(Sydney) Australian researchers said on Thursday they had found the wreckage of Captain James Cook’s famous ship, theEndeavorwhich sank off the coast of the US state of Rhode Island more than two hundred years ago.
Posted at 12:14 a.m.
Their research partners in the United States, however, called the announcement premature.
L’Endeavoron which the British explorer made a historic voyage to Australia and New Zealand between 1768 and 1771, was scuttled in Newport harbor during the American Revolutionary War.
“Since 1999 we have been investigating several 18th century shipwrecks in an area of two square miles (3.7 square kilometers) where we believe theEndeavor sank,” Kevin Sumption, director of the Australian National Maritime Museum, told a news conference on Thursday.
“Based on archival and archaeological evidence, I am confident that this is theEndeavor he asserted.
But the Rhode Island Marine Archeology Project said it was too early to draw that conclusion.
In a statement, the project’s executive director, DK Abbass, said the announcement constituted a “breach of contract” and added that “findings will be based on proper scientific process and not on Australian emotions or politics”.
A spokesperson for the Australian National Maritime Museum responded that Mme Abbass had “the right to have his own opinion on the vast amount of accumulated evidence”.
The museum believes that this does not breach any contract.
L’Endeavor is the ship on which Captain Cook sailed from England to Tahiti and then New Zealand before reaching Australia in 1770 and mapping the east coast of the continent.
When it sank in Newport Harbor in August 1778, the ship had been renamed Lord Sandwich and the British were using it to hold prisoners of war during the American Revolution.
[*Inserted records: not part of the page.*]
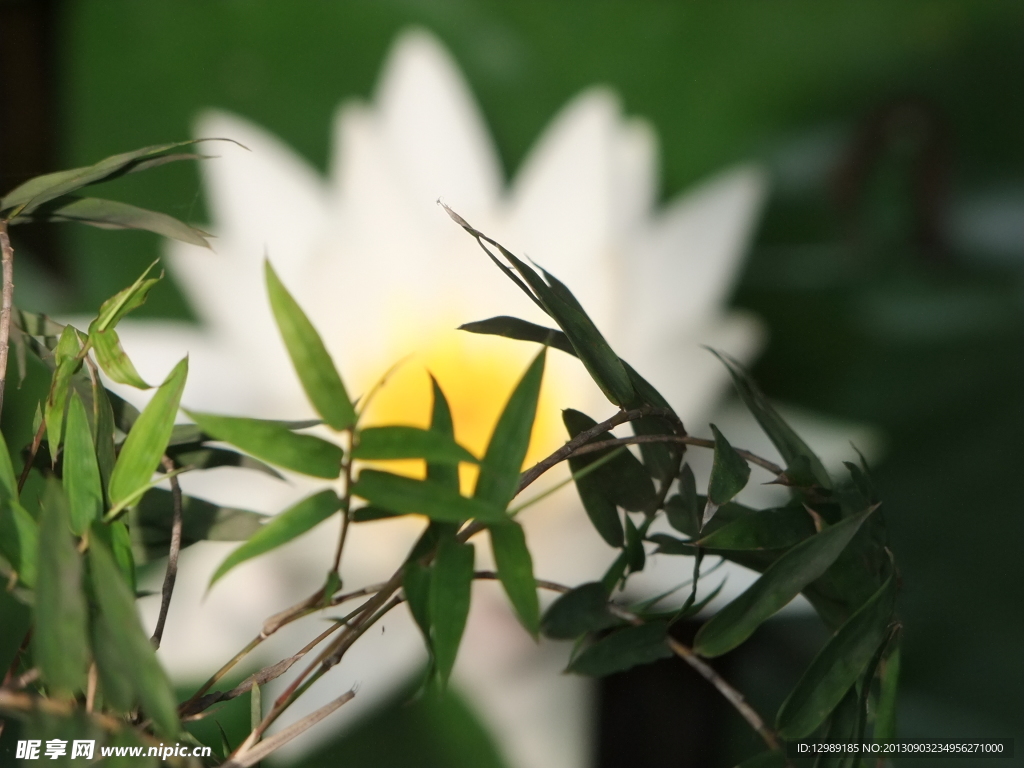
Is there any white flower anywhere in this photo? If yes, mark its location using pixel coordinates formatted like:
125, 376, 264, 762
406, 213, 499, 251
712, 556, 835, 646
105, 27, 831, 768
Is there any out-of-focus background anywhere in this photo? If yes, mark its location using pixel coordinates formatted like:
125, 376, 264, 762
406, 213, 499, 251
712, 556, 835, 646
0, 0, 1024, 766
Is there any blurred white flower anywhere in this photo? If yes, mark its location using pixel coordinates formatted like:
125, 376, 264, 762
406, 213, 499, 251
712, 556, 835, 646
110, 27, 839, 768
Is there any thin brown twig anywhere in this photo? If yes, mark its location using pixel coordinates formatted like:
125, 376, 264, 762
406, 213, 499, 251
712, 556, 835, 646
150, 455, 182, 648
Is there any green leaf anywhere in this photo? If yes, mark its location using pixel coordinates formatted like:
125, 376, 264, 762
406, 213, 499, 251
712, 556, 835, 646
185, 410, 344, 479
487, 520, 541, 639
708, 347, 831, 488
63, 392, 103, 536
89, 523, 180, 737
562, 409, 656, 514
541, 582, 621, 640
44, 326, 82, 450
665, 464, 702, 537
473, 349, 547, 510
25, 197, 212, 248
700, 424, 751, 525
32, 478, 89, 698
698, 507, 816, 549
693, 510, 873, 657
566, 622, 672, 677
429, 538, 474, 685
110, 357, 188, 507
89, 328, 152, 389
210, 490, 342, 587
352, 469, 508, 523
263, 259, 355, 430
352, 426, 477, 464
776, 575, 896, 740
The British scuttled the ship, along with four others, to prevent a French fleet from entering Newport harbor to support the Americans.
This was a few months before Cook’s death in Hawaii in February 1779.
After two centuries at the bottom of the port, only about 15% of theEndeavor remain intact, according to the Australian National Maritime Museum.
“The focus now is on what can be done to protect and preserve it,” Mr Sumption said.